Dragons make me nervous. Not for the typical reasons; fire-breathing carnivores with cat-like reflexes. Dragons mean fantasy. Not my safe and comfortable urban fatasy, but straight up fantasy. Yikes. I am beyond intimidated by the vast realm of fantasy novels. Although my love of Julie Kagawa's writing begged me to read this one, it took me over a year to finally get there. I sadly admit, I am not that impressed. Sigh.
My biggest complaint is that the dialogue between characters is ridiculously cheesy. I remember rolling my eyes more than once, especially between Ember and Dante. They are twin dragons, but their relationship is just awkward at times. And the soldier from St. George. The story line was like some How to Train Your Dragon shit. He's a warrior, slaughtering dragons for his people one minute; he's falling in love with a dragon and buying her flowers the next. Really?! It just seemed silly to me given Kagawa's history of writing great relationships and story-lines. Sigh.
The ending was totally predictable as well. The entire training situation she practiced with her instructor everyday ended up being the closing fight scene between factions. I don't want to give away too many spoilers, but come on! This important scene could have handled some originality. Especially since 90% of the book consisted of the beach, the mall, and dates gone bad. And still I read...
Until the final straw. Miss Kagawa finds it amusing to insert a freaking love triangle the last thirty or so pages from the end?! Why? I just.. can't. Riley gives me the creeper vibe and I can't picture a human and a dragon together soooo... yea. I don't see myself reading the rest of this series, although I have already purchased Rogue. Maybe I will do a giveaway for both someday soon..:)
“I found myself hating him, wanting to hurt him, to drive him away from the red-haired girl who was supposed to be mine. Breathless, I slumped to the wall, numb with the realization. This anger, these illogical feelings of rage and possessiveness...I was jealous. I was jealous of a girl I was supposed to be stalking, seducing, for the sole purpose of revealing her true nature. This had become more than an objective, more than a mission. I was falling for her.”
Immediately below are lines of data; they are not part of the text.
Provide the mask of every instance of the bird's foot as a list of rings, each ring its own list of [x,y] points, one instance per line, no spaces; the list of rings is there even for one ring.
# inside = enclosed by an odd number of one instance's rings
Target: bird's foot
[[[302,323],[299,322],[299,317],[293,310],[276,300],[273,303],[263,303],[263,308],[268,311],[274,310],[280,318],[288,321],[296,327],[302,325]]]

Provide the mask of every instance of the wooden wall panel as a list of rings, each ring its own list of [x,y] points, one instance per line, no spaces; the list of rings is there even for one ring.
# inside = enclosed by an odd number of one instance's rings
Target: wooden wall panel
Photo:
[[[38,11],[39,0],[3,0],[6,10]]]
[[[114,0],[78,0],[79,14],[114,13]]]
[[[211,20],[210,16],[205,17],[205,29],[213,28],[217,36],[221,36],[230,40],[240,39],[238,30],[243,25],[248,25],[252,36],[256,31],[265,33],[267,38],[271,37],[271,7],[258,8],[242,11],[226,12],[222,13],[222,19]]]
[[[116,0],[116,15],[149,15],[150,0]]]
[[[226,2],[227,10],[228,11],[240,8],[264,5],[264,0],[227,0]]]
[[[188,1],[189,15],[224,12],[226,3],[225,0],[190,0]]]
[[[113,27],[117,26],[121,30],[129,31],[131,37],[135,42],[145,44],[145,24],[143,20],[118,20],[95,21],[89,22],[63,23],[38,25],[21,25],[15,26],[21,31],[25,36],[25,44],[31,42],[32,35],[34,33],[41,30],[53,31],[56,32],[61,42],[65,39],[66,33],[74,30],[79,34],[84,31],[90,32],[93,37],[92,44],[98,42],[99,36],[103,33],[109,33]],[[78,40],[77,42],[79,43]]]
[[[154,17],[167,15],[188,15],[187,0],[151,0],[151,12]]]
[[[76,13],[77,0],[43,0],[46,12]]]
“Shark!" I yelled as my feet hit the wet sand. "There's a shark out there! Everyone get out of the water!" Man, you want to see humans move fast? Scream that on a crowded beach and watch what happens. Its amazing the fear people have for a scaly, sharp toothed predator. I watched the water empty in seconds, parents scooping up their children and heading to shore, desperate to get out of the ocean, and found it a little ironic. They were so terrified of the big, nasty monster out in the water, when there was a bigger, nastier, deadlier one right here on the beach.”
"Your loyalty, first and always, is to Talon. Not the humans. They are unimportant. We walk among them, act like them, live with them, but we will never be one of them. She gestured sharply with the weapon. They're a cancer, hatchling. A virus t hat spreads and corrupts and obliterates everything in its path. The human race is weak and self-destructive, and the only thing they know how to do is destroy."